The technique detects fat accumulation in cells of the beating heart in a way no other clinical method can, the researchers said, and may provide a way to screen patients for early signs of heart disease in diabetes.
“Hearts beat; people breathe; and magnetic resonance imaging is very sensitive to motion, so we had to find a way to electronically ‘freeze’ the image of the heart,” said Dr. Lidia Szczepaniak, assistant professor of internal medicine at UT Southwestern and senior author of a study appearing in the Sept. 4 issue of Circulation.
“We wanted a noninvasive method to study the beating human heart,” Dr. Szczepaniak said.
Dr. Szczepaniak and her colleagues developed a technique that captures the signal from a beating heart as a person lies in an ordinary magnet used for MRI scanning.
The researchers knew that fat builds up in the hearts of people with heart failure or non-insulin-dependent diabetes (type 2) from earlier studies involving patients undergoing heart transplants, but they didn’t know if this fatty buildup occurred before or after the diabetic conditions developed.
“There is currently no way to clinically evaluate the fatty heart,” Dr. Szczepaniak said. “Using this technique, which analyzes magnetic signals, we might be able to determine if people are prone to heart disease very early before the disease progresses.
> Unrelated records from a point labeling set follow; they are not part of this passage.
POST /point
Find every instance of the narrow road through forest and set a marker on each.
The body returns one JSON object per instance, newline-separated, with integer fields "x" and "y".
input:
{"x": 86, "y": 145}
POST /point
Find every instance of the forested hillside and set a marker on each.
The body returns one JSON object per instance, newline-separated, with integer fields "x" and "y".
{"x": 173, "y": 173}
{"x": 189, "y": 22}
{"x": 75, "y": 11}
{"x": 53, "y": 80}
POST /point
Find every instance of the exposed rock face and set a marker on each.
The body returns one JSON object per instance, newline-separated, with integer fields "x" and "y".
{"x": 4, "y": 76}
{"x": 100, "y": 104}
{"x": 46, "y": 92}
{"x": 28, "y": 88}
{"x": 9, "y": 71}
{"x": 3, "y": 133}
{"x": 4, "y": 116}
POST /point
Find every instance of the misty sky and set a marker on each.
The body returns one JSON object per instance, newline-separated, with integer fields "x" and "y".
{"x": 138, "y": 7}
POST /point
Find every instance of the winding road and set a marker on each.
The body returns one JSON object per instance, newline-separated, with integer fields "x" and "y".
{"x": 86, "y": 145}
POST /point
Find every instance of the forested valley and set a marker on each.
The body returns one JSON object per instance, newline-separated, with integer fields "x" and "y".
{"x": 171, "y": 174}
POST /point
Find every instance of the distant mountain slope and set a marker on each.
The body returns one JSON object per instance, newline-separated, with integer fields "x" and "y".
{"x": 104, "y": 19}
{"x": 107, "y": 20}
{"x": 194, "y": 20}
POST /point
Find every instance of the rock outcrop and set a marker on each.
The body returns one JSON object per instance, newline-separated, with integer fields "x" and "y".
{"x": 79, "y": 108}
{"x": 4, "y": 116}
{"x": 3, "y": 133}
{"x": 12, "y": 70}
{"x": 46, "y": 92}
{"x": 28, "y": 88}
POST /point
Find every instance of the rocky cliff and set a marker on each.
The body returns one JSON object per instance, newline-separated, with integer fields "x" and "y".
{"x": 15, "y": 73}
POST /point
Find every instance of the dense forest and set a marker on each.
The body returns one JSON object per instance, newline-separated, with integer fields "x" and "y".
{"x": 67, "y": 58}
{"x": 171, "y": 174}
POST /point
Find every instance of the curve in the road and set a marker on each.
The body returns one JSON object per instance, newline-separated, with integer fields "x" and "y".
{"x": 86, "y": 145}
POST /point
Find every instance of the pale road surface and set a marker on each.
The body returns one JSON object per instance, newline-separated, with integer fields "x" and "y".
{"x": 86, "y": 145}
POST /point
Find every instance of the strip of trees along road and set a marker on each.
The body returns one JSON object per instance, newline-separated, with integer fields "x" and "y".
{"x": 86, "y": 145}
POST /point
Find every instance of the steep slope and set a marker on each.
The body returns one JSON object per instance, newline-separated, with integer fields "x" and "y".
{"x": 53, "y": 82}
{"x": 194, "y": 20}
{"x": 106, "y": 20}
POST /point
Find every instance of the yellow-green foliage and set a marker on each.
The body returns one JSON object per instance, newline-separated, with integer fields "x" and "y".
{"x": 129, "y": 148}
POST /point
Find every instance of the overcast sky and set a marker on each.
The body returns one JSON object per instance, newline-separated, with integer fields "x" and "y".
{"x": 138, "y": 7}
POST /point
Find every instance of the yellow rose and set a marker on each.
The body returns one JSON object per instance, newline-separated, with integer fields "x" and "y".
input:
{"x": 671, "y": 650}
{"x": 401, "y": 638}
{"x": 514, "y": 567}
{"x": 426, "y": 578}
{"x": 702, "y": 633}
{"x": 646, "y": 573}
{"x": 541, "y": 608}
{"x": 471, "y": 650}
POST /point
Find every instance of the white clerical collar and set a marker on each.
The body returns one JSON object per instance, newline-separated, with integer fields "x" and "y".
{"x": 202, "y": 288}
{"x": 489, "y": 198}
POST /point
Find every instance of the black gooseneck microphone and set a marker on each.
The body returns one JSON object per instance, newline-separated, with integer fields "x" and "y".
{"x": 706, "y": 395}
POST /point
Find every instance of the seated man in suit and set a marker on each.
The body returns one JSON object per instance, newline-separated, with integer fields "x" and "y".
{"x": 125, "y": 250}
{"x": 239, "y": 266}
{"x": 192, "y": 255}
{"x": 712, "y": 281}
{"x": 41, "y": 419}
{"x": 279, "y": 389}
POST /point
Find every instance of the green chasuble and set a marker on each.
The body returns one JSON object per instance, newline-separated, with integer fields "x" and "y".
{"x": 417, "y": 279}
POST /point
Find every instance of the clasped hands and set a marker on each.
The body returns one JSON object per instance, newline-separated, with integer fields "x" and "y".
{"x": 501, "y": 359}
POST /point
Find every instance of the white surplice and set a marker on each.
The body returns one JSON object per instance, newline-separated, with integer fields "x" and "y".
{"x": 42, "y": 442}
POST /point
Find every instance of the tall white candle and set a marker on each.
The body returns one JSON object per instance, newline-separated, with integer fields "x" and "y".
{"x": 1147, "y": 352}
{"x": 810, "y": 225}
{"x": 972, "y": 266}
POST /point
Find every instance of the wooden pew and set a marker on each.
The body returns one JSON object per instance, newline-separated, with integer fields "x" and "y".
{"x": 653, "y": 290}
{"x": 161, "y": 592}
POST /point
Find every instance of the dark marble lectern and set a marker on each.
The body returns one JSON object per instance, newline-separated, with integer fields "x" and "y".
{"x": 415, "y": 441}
This method might also allow us to measure the effectiveness of medical treatments targeted toward lowering fat in the heart.”
In the new study, the UT Southwestern researchers used an ordinary MRI system, but added the newly developed computer software to convert the signals from a moving heart into a single image.
They looked at lean and obese people with normal blood sugar, obese people beginning to show abnormal sugar metabolism, and obese people with full-blown type 2 diabetes.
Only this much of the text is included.